Rather than seeing this as a negative impact by reducing the amount of food available to your students, use this as a positive initiative to get students managing their own eating better by promoting the fact that if still hungry, they can have a second serving.
Another reason students might be discarding food is that rather than not being hungry, they don’t have the time to finish their school meals once they have queued up, got their food and eaten it. Perhaps, the solution is to focus on the school lunch times themselves and making these longer. The Waste and Resources Action Programme (WRAP) believes that lunchtimes aren’t conducive to student enjoyment. While you may be resistant to take time away from the school day, you could stagger lunchtimes for each year group – with younger year groups eating slightly earlier than the older ones. This will allow your students to comfortably enjoy and appreciate their food, as well as having the time needed to finish their meals. By staggering lunchtimes, the cafeteria will be quieter and emptier, meaning that all students have the chance to have a break, sit down and eat their lunch whilst interacting with other peers before returning to the classroom.
Finally, another approach you might consider is to adopt a cook-to-order system. This means that students can choose their meal options in advance, for example at the start of the week, allowing your catering team to plan portions better and only order the required quantities for the students having school meals that week. As a result, food will no longer be wasted due to students at the end of the queue not getting what they want, or catering for students who may not be in attendance that week due to school trips or other activities as the meal has already been chosen. This can also help speed up the canteen queueing systems, leading to a more relaxed meal time and more time in the playground after.

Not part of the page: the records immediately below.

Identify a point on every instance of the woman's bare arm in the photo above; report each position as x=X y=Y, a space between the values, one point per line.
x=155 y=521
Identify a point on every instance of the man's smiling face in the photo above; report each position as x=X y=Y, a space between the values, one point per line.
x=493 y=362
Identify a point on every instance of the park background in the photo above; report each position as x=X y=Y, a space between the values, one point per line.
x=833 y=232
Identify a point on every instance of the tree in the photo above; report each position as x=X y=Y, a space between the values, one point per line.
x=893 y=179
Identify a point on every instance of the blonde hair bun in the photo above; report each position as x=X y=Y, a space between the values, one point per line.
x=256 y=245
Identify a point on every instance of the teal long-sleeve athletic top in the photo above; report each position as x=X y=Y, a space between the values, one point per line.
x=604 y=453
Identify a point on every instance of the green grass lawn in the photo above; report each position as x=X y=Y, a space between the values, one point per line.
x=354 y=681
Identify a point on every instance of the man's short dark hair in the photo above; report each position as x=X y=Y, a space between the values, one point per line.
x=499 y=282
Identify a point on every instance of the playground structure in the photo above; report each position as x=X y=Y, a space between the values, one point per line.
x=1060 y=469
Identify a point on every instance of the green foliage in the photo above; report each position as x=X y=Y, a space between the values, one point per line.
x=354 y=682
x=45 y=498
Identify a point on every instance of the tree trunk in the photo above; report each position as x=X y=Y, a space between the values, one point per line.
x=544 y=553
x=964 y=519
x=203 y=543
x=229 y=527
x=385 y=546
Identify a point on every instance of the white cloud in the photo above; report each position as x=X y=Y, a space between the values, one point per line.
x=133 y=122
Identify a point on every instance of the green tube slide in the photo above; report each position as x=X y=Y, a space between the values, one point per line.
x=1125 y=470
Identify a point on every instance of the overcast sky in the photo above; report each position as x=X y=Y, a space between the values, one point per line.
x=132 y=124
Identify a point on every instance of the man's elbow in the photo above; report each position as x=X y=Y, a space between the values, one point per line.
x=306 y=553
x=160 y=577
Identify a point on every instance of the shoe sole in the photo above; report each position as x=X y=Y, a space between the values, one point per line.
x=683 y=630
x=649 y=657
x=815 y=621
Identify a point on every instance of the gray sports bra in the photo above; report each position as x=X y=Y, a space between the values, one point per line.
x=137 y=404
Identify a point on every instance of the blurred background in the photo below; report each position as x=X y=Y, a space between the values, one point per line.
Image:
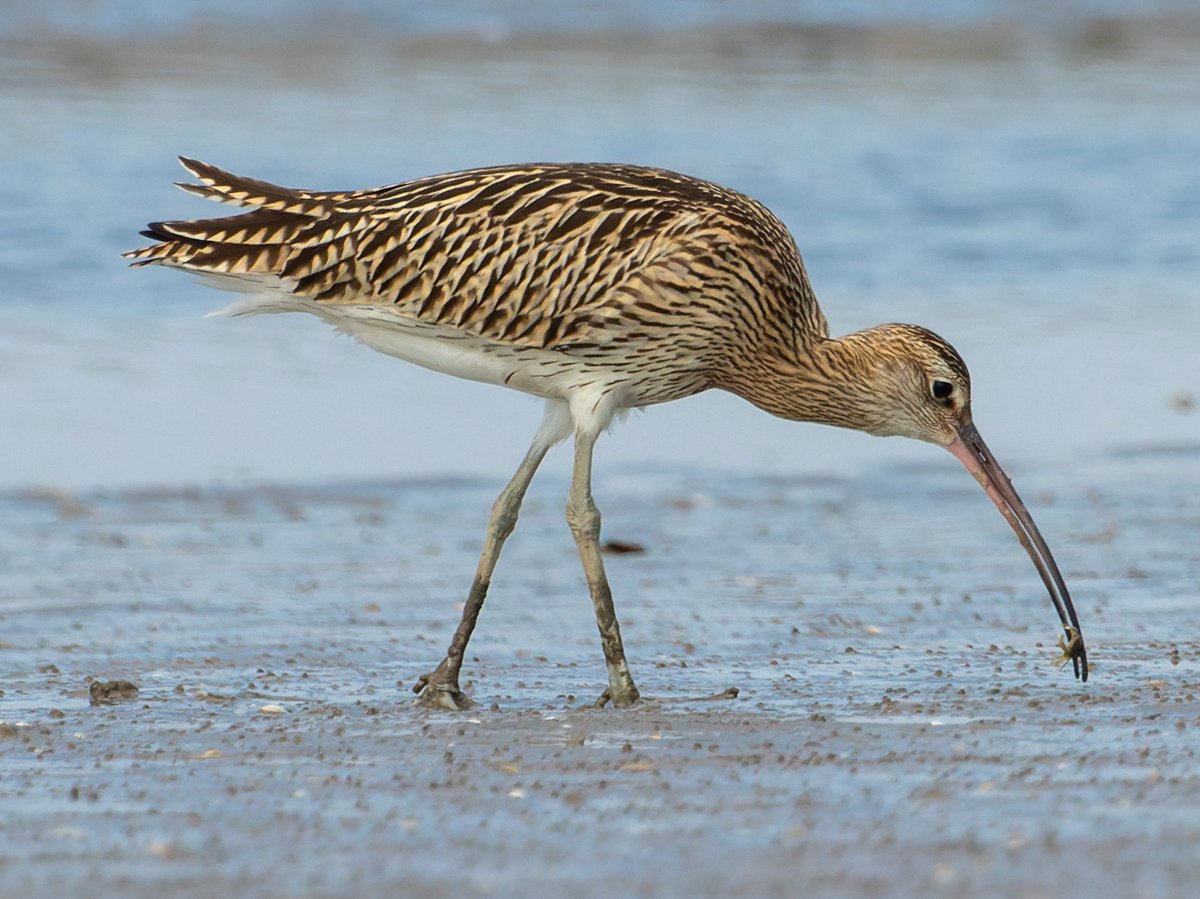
x=1023 y=178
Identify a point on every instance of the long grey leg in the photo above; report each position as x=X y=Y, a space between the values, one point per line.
x=583 y=519
x=439 y=688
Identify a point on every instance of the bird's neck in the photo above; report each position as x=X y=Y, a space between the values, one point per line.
x=829 y=382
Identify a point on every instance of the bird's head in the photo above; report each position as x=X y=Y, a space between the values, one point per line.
x=904 y=381
x=911 y=383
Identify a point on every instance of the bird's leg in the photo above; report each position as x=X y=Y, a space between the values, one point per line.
x=439 y=688
x=583 y=519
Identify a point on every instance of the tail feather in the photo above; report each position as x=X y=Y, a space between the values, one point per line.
x=237 y=190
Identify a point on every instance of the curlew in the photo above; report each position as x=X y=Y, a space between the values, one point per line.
x=600 y=288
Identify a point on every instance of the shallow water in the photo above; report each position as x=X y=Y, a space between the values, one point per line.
x=1020 y=180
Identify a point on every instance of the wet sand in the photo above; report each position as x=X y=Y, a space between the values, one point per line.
x=900 y=727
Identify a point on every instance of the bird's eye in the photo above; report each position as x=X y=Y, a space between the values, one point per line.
x=941 y=390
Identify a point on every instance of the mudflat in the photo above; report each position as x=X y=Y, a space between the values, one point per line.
x=900 y=727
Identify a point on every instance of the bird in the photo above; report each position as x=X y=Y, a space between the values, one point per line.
x=599 y=287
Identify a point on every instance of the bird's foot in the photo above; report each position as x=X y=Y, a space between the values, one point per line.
x=439 y=689
x=624 y=697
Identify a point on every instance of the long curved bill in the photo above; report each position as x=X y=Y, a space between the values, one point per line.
x=970 y=449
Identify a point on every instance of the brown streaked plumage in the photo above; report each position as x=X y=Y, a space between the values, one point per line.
x=599 y=287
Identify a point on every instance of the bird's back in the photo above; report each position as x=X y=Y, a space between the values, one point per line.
x=619 y=264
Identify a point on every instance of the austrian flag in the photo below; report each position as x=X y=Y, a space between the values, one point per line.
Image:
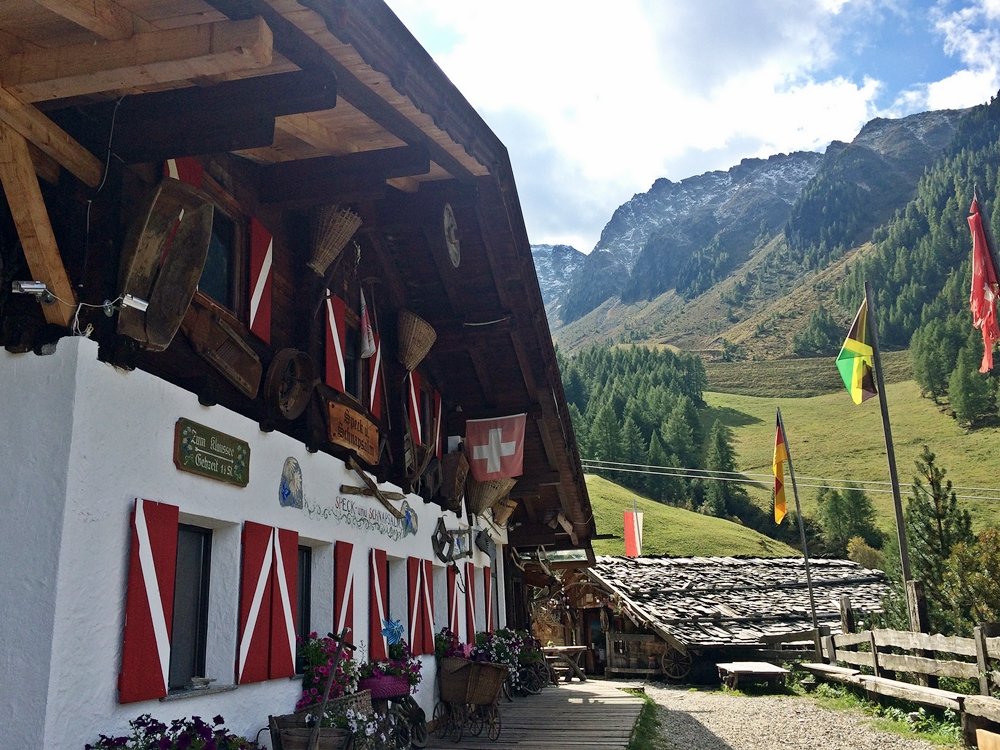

Implementing food wastage prevention strategies in your school could be beneficial in the long term, not only for you but for parents and carers of students too. By reducing this waste, you could potentially cut off up to 22p from school dinners meaning parents and carers are paying less for the meals. Being more savvy with the planning will also helpthe school save on wasted energy as you won’t be using the ovens or stoves for longer than needed – crucial during this time of skyrocketing energy bills and a national cost of living crisis.